Tuesday, March 15, 2011

Norwegian Wouldn’t

Am I the only person on the planet not counting down the days until *hyperventilate* OH MY GOD that TOTALLY AWESOME adaptation of that TOTALLY RAD novel by that TOTALLY HIP Japanese dude comes out?



Norwegian Wood is Murakami’s most straightforward and least imaginative novel. No sheep. No incest. No Super-Frogs. No unexplained paranormal phenomena. It’s just a love story about a student who falls for two different women.

Don’t get me wrong. I like the book. I do. But I don’t think there’s anything in the story that justifies turning it into a film. Oh except it’s a bestseller. Ch-ching!

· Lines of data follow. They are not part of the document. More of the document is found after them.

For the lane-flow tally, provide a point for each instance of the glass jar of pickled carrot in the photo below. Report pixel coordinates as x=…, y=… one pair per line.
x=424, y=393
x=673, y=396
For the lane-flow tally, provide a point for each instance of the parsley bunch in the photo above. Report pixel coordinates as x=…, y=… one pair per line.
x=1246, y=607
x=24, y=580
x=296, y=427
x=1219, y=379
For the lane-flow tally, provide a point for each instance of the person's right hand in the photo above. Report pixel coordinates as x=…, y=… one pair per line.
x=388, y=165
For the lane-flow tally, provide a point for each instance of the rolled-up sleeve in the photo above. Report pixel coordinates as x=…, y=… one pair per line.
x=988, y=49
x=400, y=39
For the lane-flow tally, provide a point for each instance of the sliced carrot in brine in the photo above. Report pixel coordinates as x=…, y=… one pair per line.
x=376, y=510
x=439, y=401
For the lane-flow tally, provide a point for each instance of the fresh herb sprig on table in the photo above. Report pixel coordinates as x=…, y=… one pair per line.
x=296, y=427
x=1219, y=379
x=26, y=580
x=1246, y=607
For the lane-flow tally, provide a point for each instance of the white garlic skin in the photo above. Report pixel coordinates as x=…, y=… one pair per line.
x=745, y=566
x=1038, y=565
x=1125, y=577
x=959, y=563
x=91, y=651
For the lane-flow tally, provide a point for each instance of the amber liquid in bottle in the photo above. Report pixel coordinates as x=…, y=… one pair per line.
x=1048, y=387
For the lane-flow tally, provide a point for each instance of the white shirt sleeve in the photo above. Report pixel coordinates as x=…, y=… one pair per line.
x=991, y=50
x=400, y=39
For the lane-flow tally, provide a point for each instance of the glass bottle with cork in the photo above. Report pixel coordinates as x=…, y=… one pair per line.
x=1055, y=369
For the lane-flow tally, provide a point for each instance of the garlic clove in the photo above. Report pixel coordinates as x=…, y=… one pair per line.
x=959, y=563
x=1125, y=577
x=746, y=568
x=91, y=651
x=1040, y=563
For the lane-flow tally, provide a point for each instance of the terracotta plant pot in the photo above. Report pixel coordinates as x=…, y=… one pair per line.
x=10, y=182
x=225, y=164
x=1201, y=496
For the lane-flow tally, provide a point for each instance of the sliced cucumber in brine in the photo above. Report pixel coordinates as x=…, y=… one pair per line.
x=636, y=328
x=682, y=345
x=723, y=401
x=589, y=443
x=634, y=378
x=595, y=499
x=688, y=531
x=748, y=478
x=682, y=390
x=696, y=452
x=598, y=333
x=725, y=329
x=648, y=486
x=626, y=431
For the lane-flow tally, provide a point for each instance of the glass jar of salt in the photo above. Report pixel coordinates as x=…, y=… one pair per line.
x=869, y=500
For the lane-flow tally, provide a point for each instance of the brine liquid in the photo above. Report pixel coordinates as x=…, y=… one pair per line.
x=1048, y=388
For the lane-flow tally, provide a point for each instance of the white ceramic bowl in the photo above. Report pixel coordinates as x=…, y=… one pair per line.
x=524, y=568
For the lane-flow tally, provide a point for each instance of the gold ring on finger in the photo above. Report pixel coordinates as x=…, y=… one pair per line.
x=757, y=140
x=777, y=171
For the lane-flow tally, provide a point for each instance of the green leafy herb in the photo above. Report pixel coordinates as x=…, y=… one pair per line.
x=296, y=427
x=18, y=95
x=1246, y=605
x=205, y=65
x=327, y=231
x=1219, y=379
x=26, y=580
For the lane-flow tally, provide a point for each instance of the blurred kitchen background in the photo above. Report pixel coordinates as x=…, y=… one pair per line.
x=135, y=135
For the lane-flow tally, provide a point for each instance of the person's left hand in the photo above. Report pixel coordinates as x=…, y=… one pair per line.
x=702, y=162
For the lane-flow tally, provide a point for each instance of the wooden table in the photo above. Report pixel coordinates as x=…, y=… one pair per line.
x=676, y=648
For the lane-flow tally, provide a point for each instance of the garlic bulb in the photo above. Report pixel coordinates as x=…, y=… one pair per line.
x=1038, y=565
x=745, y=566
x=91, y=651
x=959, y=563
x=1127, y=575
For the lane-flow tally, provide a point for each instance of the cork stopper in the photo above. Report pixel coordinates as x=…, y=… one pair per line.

Scripts have rules. Books don’t. That’s how it works. Novels can have fourteen subplots, seventy characters, span six generations and win the Booker. A screenplay with fourteen subplots and seventy characters won’t make it off the paper. It shouldn’t make it off your laptop. It probably shouldn’t make it out of your BRAIN.

Great screen stories have a single protagonist and a clear goal. Olive wants to win Little Miss Sunshine. Indiana Jones wants to find the Holy Grail. Elliott wants to help E.T. go home.

But Toru doesn’t want to escape from prison. He doesn’t want to get the hell off an island overrun with dinosaurs. He doesn’t even want to book Aerosmith for Waynestock.

He falls in love with Naoko. Then he falls in love with Midori. He sort of falls in love with Reiko too. The End.

The problem with this is that falling for one woman after another isn’t a goal unless you’re Russell Brand. It’s a sequence of emotions which play out in Toru’s head i.e. a thought process rather than a plot. You know what this says to me?

Voiceover. Long silences. Too much time to appreciate the soundtrack by *hyperventilate* OH MY GOD that TOTALLY AWESOME dude from that TOTALLY RAD band Radiohead!

Unless Tran Anh Hung has restructured the story to give Toru an active dramatic goal, I’ve got a feeling I know exactly what kind of film we’re going to be left with.

Two words.

Marie Antoinette. Otherwise known as 142 minutes which could more productively be spent eating toilet roll.



I’d like to be proved wrong but I don’t think I will be, particularly after reading an article by Philip French on the Guardian blog, which ends with the backhanded compliment that Tran Anh Hung is ‘not afraid to risk boring his audience’.

This is a bit like saying that Gordon Ramsay is not afraid to give his customers food poisoning, and about as inviting.

It suggests that, as predicted, Tran is going to go all Sofia Coppola on my ass, and therefore that Norwegian Wood is a film I am not going to enjoy.

It also suggests that there are going to be a large number of vegans in the audience who cycled to the movie and won’t be needing their glasses to watch it.

Tran may not be afraid to risk boring us, but I am afraid to risk emptying my wallet for two hours of my life I’m not going to get back.

And for the record, no, I probably won’t be watching Howl either.